I am trying to access a Web Project in Visual Studio and I cannot attach the project to IIS because I get permission errors. I try to edit the permission of the files in the shared folder but there is no security tab.
Anyone knows the solution to this problem? Thanks alot.
Re: File permissions in shared folders
Posted: 16. Sep 2015, 19:16
by mpack
The "DropBox folder" is itself a shared folder isn't it?
You can't normally share a share, which is why you have problems, and also why there is no security tab (the server sets security options on a shared folder, not the client! It would be very useful security otherwise).
The VM needs to have its own independant DropBox link, you shouldn't be trying to access it via the host.
Re: File permissions in shared folders
Posted: 17. Sep 2015, 17:28
by saloom
Hi mpack,
I am not really sure what you mean by Dropbox folder being itself a shared folder. In order though to test the situation, I did the following:
I went to Settings--->Shared Folders-->Add new Icon--> Chose a random folder and checked the auto-mount box.
Next time I started my VM I had that folder mounted as a Drive in Windows Explorer. Anything under this folder, with right click-->Properties does not show a Security Tab at all. icacls command fails and Get-Acl returns error code 1 when run under the shared folder.

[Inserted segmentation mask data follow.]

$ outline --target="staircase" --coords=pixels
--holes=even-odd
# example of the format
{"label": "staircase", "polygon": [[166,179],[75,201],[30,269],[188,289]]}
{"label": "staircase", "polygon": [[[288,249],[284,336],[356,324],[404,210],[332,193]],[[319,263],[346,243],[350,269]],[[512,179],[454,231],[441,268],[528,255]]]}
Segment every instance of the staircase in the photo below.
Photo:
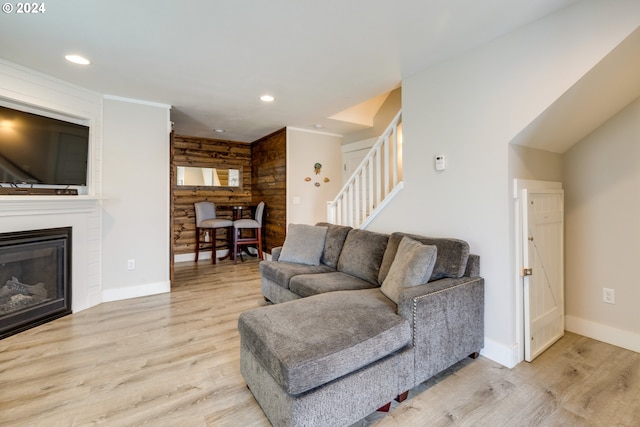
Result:
{"label": "staircase", "polygon": [[366,228],[402,189],[402,111],[371,147],[336,198],[327,221]]}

The Guest OS is Windows Server 2008 if this is of any help.
Re: File permissions in shared folders
Posted: 17. Sep 2015, 17:43
by noteirak
Shared folders are a very basic implementation of network shares and things like Security is simply not handled, so it's normal you're not getting anything on it.
Re: File permissions in shared folders
Posted: 17. Sep 2015, 19:01
by mpack
saloom wrote:I am not really sure what you mean by Dropbox folder being itself a shared folder.
I don't use DropBox myself, though I'm aware that it's a cloud storage service. So I'm having to guess at what "a DropBox folder" is. I assume it's a view you have of files that are actually stored remotely: i.e. it's a network shared folder.